The walkout lasted all of 24 days, and the players got demolished.

Because of their deals with the league, the networks still had to pay their rights fees, and they broadcast games with replacement players. This made the product just visible enough to pressure the players to return. The resistance crumbled. Fifteen percent of players crossed the picket line, including big names such as Joe Montana, Dwight Clark, Lawrence Taylor, Roger Craig and Howie Long. The stars of the NFL's signature franchise, the 49ers, felt more loyalty toward owner Eddie DeBartolo Jr., who legendarily connected with his players as "family," than they did to their brotherhood of players.

The loss was so complete that the players have never gone on strike again, and in many ways they haven't recovered from 1987. One of the collateral victims is Pro Bowl cornerback Malcolm Butler, even though he wasn't born when that great Waterloo occurred. This offseason, Butler faces the possibility of being traded from this era's signature franchise, the Patriots, after winning two Super Bowl titles with the team. His crime is being an excellent football player and wanting to be paid like one.

Butler has a commonsense argument. He's one of the best cornerbacks in the league -- one whose 2016 salary ($600,000) was far beneath a player of his ability -- and players ostensibly should be valued by a coach, Bill Belichick, who says the Patriots' success is "all about the players." But as a restricted free agent without the service time to reach the open market, Butler has no power, and the Patriots have no obligation to negotiate with him. In fact, instead of investing in Butler-their homegrown success story who won them a Super Bowl by making arguably the single greatest play in the franchise's history-the Patriots signed Buffalo's Stephon Gilmore for $65 million, proving who is the hammer and who is the nail.
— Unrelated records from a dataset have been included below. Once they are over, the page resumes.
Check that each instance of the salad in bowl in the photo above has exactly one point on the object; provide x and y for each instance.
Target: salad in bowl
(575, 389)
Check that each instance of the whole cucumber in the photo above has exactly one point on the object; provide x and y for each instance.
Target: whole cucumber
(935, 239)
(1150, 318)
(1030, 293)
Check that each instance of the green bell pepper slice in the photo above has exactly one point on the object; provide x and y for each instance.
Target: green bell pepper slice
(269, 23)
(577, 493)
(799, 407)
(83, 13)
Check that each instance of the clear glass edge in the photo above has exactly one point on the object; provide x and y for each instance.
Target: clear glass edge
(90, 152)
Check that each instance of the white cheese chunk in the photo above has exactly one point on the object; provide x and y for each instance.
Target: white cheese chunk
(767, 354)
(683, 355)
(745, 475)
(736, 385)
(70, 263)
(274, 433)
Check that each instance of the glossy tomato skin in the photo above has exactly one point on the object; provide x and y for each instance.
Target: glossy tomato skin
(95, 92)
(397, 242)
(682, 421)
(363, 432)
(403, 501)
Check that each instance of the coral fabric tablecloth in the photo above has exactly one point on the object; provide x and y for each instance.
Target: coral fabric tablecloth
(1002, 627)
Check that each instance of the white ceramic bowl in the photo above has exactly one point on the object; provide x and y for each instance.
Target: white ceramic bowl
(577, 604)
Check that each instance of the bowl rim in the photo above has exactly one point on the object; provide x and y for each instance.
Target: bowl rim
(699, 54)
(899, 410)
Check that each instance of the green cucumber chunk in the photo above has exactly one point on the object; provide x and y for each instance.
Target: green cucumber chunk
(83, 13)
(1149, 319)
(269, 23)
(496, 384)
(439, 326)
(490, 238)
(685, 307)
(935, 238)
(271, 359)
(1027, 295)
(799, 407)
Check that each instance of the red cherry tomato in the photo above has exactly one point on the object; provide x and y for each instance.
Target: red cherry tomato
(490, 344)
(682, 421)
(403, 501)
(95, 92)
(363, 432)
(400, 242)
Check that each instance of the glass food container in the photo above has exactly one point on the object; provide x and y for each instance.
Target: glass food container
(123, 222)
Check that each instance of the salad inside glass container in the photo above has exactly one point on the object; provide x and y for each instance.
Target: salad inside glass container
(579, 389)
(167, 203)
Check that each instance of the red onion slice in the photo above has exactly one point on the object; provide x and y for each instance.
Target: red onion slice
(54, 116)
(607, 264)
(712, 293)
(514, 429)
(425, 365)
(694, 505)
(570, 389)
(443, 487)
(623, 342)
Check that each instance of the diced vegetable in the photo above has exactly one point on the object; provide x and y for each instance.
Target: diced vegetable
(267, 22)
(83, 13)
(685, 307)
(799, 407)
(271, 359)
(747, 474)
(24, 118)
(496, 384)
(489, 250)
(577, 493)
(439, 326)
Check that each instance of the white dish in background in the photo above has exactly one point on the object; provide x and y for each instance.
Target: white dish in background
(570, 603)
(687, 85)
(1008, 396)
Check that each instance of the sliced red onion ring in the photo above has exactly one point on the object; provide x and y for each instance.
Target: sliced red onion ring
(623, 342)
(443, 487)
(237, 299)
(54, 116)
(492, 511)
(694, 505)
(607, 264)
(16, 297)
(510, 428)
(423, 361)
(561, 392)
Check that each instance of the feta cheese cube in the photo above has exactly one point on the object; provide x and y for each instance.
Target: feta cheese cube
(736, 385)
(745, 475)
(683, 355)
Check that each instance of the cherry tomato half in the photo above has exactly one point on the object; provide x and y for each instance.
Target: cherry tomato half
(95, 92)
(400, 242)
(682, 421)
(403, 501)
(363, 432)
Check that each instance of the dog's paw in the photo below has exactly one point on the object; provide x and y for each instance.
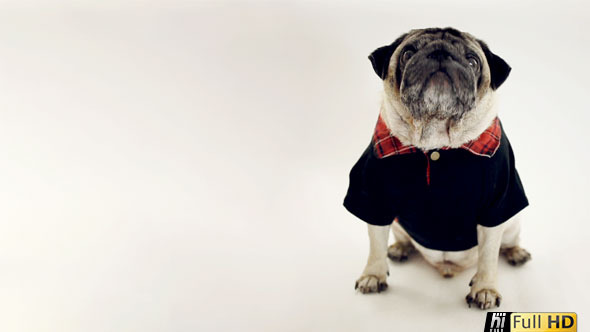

It's true that player salaries have skyrocketed since the 1987 strike. According to the NFL Players Association, free agent money has increased 18.7 percent over last season, with guaranteed money up 16.2 percent (through March 15). Even if nobody is willing to give the Patriots a first-round pick for Butler, he will play in New England for $3.91 million in 2017 under the terms of his restricted free agent status. But money is one thing and true agency is another. The real fight is over power-power for the Malcolm Butlers of the NFL to have more control over their careers, and power for teams to keep them right where they are, to keep them from leaving on their terms. NFL quarterbacks might as well be playing under a reserve clause, because transition and franchise tag designations and restricted free agency have the ability to keep healthy, elite quarterbacks in their prime -- Tom Brady, Aaron Rodgers, Troy Aikman or Brett Favre -- from hitting the open market.

Meanwhile, the Patriots enjoy the plaudits from the industry, media and fans for the masterstroke of coldly navigating a system already weighted heavily in their favor. No one would ever confuse New England's joyless, "Do your job," Industrial Revolution-style efficiency with DeBartolo treating his Sunday warriors like kings. Fans might not be happy with the idea of trading Butler, but they largely don't take issue with how the Patriots embody this time of unsentimental production, when analytics are celebrated over heartbeats and total victory trumps compromise-even at the cost of defeating and discarding one of your own. The Patriots provide our mirror.

Without solidarity, the players always lose. Loyalty to DeBartolo resulted in a crushing union defeat then. Now, after witnessing the "No days off" Patriots bypassing him for a player who has never sweated a drop for them, Butler must wait either to be traded or for a team to make an offer the Patriots have the chance to match. He is, within the parameters of his industry, stuck.

Had the players won in 1987, maybe "loyalty" wouldn't be used as an insult fans hurl at players when they finally get to leave town. Maybe, just maybe, the NFL wouldn't get to treat players like the disposable widget the Patriots seem intent on proving Malcolm Butler to be.